Mesdames, Messieurs,

L’Union européenne est fondée sur un socle de valeurs communes, consacrées à l’article 2 du traité sur l’Union européenne, parmi lesquelles figurent le respect de la dignité humaine, la liberté, la démocratie, l’égalité, l’État de droit et le respect des droits de l’homme.

La protection effective de ces valeurs suppose que les fonds européens, issus de la solidarité entre États membres et citoyens de l’Union, ne puissent en aucun cas bénéficier à des structures ou organisations qui poursuivent des objectifs ou des activités contraires à ces principes fondamentaux. Elle implique également que l’Union se dote de mécanismes cohérents et harmonisés pour prévenir les stratégies de contournement consistant à exploiter les différences de législation entre États membres.

Or, les dispositifs actuels de contrôle des subventions européennes, de gel des avoirs et de dissolution des associations demeurent largement hétérogènes au sein de l’Union. Cette situation fragilise l’effectivité des décisions prises au niveau national et peut permettre à certaines structures, pourtant sanctionnées dans un État membre, de poursuivre leurs activités ou de bénéficier de financements publics dans un autre.

Par ailleurs, certaines menaces contemporaines, qui ne se manifestent pas nécessairement par le recours à la violence, reposent sur des stratégies d’influence, d’entrisme et de séparatisme idéologique. Ces phénomènes, lorsqu’ils ne sont pas appréhendés de manière coordonnée à l’échelle européenne, compromettent la cohésion des sociétés européennes et affaiblissent la capacité de l’Union à défendre ses valeurs.

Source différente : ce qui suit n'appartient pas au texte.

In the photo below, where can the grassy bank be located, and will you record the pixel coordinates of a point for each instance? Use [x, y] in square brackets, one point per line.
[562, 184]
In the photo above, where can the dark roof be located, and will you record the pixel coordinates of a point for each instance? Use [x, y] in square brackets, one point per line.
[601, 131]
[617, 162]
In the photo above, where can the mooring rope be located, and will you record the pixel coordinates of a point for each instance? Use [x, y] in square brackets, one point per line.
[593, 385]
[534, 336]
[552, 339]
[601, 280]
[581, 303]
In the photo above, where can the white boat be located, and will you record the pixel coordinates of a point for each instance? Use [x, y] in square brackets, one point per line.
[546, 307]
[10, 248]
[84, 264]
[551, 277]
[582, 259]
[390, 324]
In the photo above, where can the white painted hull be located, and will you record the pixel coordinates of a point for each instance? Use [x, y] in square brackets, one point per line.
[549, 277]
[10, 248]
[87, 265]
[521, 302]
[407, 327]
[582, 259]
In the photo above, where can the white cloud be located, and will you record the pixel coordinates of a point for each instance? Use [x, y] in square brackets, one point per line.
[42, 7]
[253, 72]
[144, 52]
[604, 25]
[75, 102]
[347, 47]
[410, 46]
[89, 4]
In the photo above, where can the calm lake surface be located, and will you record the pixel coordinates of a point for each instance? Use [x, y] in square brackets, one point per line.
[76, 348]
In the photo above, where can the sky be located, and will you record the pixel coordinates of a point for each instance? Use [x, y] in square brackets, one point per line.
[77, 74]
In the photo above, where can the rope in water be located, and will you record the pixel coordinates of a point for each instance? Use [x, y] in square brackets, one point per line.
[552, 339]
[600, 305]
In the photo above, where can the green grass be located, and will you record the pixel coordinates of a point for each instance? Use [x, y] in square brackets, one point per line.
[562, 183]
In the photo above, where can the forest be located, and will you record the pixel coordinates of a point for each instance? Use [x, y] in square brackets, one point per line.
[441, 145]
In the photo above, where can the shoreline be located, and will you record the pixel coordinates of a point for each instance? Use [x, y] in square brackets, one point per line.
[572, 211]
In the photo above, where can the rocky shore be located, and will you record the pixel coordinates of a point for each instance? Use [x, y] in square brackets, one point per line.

Dans ce contexte, il apparaît indispensable que l’Union européenne renforce :

– Les contrôles en amont et en aval de l’attribution des subventions européennes ;

– L’harmonisation des règles relatives à la dissolution des associations et au gel de leurs avoirs lorsqu’elles agissent en contradiction avec les valeurs européennes ;

– La capacité d’analyse et de coordination de la Commission européenne sur les manifestations non violentes de stratégies idéologiques contraires aux principes démocratiques.

La présente proposition de résolution européenne vise ainsi à inviter le Gouvernement à porter ces priorités auprès des institutions européennes, afin de promouvoir une action plus cohérente, plus efficace et plus protectrice des valeurs fondatrices de l’Union.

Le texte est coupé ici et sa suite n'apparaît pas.